Run `just doctor` — it checks all of the above and prints actionable hints.
## Quick start
```sh
just doctor # preflight: incus, KVM/nested virt, RAM, tooling, base image
just provision # build + install tools into a builder VM
just bake # publish the builder as the golden image
just up inca-vm # launch a fresh instance from the golden image
just login inca-vm # one-time: run each agent's /login flow inside the VM
just save-creds inca-vm # capture agent creds to the host (do this once)
```
From then on, spinning up a ready-to-go agent box is just:
```sh
just up another-box # fresh VM, your creds already inside
```
## Daily use
Your projects live on the host at `~/inca-work//` and are shared into
the VM over virtiofs at `work/`. Get a project in one of two ways:
```sh
just clone inca-vm # clone host-side (your creds) into inca-work, then share
just take ~/code/myproject inca-vm # copy an existing dir into inca-work, then share
```
Then work — editing and git happen on the **host**; the agent sees the same files
live in the VM:
```sh
just ssh inca-vm # shell in and turn the agent loose
just forward 3000 5173 # forward guest dev-server ports to localhost
git gui # …or just run your tools natively against ~/inca-work/inca-vm/myproject
```
Manage shares directly when you need to:
```sh
just share myproject inca-vm # (re)attach ~/inca-work/inca-vm/myproject
just unshare myproject inca-vm # detach (host copy untouched)
just reshare inca-vm # re-attach everything under ~/inca-work/inca-vm/ (run by `up`)
```
Lifecycle:
```sh
just list # all instances
just stop inca-vm # freeze (keeps disk state)
just start inca-vm # resume
just reset inca-vm # destroy + relaunch clean from golden (host projects re-shared on boot)
just destroy inca-vm # delete for good
```
Run `just` with no arguments for the full grouped list.
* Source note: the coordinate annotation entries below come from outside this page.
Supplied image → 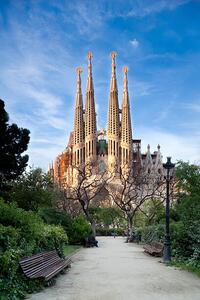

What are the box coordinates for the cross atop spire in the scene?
[111,51,117,76]
[76,67,82,75]
[88,51,93,62]
[86,51,94,92]
[110,51,117,92]
[76,67,83,106]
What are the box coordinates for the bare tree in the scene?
[62,163,109,236]
[109,170,165,239]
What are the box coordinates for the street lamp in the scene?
[163,157,175,263]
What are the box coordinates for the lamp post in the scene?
[163,157,175,263]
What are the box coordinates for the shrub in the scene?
[0,200,68,300]
[39,208,73,240]
[69,215,92,244]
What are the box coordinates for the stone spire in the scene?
[108,52,120,172]
[85,52,97,160]
[73,67,84,165]
[121,67,132,168]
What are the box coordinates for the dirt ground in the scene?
[29,237,200,300]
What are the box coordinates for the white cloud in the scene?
[130,39,140,48]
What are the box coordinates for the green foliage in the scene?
[0,200,68,299]
[9,168,56,211]
[97,227,124,236]
[176,161,200,194]
[139,161,200,273]
[134,199,165,227]
[39,207,73,236]
[69,215,92,244]
[89,207,124,230]
[136,224,165,244]
[0,99,30,191]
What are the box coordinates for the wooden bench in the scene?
[19,250,71,281]
[143,242,163,257]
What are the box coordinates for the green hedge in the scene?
[0,200,68,300]
[96,228,124,236]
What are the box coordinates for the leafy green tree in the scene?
[9,168,56,211]
[0,99,30,192]
[173,161,200,267]
[176,161,200,195]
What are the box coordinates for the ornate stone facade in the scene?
[49,52,162,187]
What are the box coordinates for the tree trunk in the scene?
[91,221,96,237]
[83,209,96,237]
[127,215,133,242]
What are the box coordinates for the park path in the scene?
[30,237,200,300]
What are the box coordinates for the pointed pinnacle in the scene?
[123,66,128,92]
[88,51,93,62]
[111,51,117,75]
[76,67,82,75]
[86,51,94,92]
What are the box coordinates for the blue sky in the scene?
[0,0,200,169]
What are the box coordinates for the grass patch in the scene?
[169,261,200,277]
[64,245,81,256]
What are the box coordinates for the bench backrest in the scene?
[19,250,60,276]
[151,242,163,250]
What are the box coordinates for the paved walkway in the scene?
[31,237,200,300]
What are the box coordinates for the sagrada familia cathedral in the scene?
[49,52,163,187]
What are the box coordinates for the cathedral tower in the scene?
[107,52,120,172]
[73,67,85,166]
[121,67,132,170]
[85,52,97,161]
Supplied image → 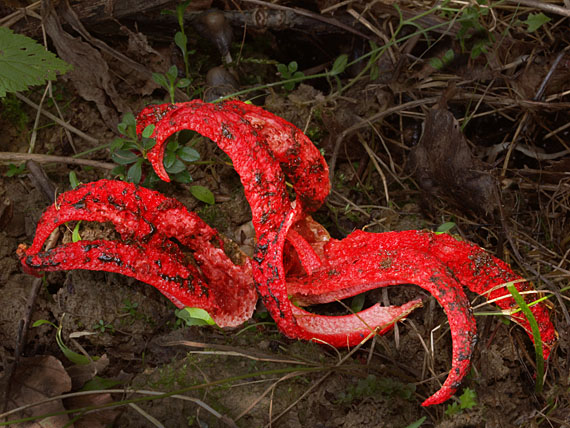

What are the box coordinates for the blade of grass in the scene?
[507,283,544,394]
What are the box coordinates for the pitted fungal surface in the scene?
[18,100,557,406]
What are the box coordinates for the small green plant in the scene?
[522,12,550,33]
[445,388,477,416]
[174,307,216,326]
[152,66,192,103]
[0,27,71,98]
[32,318,91,365]
[111,113,200,186]
[457,0,493,59]
[435,221,455,235]
[190,185,216,205]
[277,61,305,91]
[92,320,115,333]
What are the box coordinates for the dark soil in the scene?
[0,0,570,428]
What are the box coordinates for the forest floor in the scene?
[0,0,570,428]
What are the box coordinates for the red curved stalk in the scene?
[19,180,257,326]
[20,100,556,406]
[135,101,486,404]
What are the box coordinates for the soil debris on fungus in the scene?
[0,0,570,428]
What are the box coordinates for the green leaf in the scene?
[119,112,137,128]
[142,138,156,151]
[71,220,81,242]
[174,31,188,53]
[190,186,215,205]
[435,221,455,235]
[166,65,178,82]
[0,27,71,97]
[175,307,216,325]
[172,169,192,184]
[142,123,155,138]
[163,150,176,170]
[127,159,143,184]
[166,158,186,174]
[459,388,477,409]
[429,57,443,70]
[152,73,170,89]
[507,282,544,394]
[109,137,125,152]
[331,54,348,76]
[350,293,365,313]
[523,12,550,33]
[111,150,139,165]
[176,147,200,162]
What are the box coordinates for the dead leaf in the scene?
[410,107,499,214]
[42,1,128,129]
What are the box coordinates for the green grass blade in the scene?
[507,282,544,394]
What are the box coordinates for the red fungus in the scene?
[19,180,257,326]
[19,100,556,406]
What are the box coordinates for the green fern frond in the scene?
[0,27,71,97]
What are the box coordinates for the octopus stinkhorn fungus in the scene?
[19,100,556,406]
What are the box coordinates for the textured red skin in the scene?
[20,180,257,327]
[23,101,556,406]
[135,102,475,405]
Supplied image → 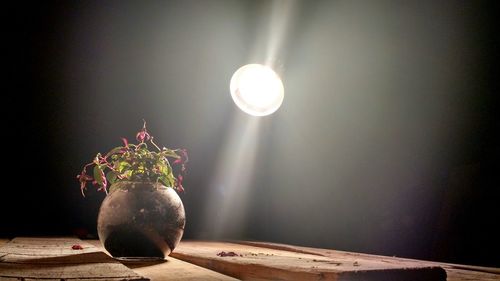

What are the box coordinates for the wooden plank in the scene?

The old rsync/sshfs
recipes (`sync-in`, `sync-out`, `mount`) live in a `deprecated` group — use them
only when you deliberately don't want to share host files into an untrusted VM.
> **Trust note:** a shared dir gives the (untrusted) VM read-write access to that
> host directory. Only share repos you'd push anyway. Everything else on your host
> stays out of reach. Host uid 1000 maps to the VM's `dev` user, so ownership lines
> up without extra config.
## Configuration
Defaults live in [`config/vm.env`](config/vm.env) and are safe to override per
host (VM name, image, CPU/RAM, user, storage pool, network, golden-image alias).
Other knobs:
- [`config/mise-global.toml`](config/mise-global.toml) — toolchain mirrored into
the VM (node, java, tmux, …). Keep roughly in sync with your host config.
- [`config/cred-paths.txt`](config/cred-paths.txt) — which agent auth files get
captured and replayed. Add a line when you adopt another agent.
- [`config/rsync-excludes.txt`](config/rsync-excludes.txt) — reconstructable
artifacts the guest rebuilds locally (not synced).
- [`config/cloud-init.yaml`](config/cloud-init.yaml) — machine-level provisioning
(packages, swap, Docker, the `dev` user).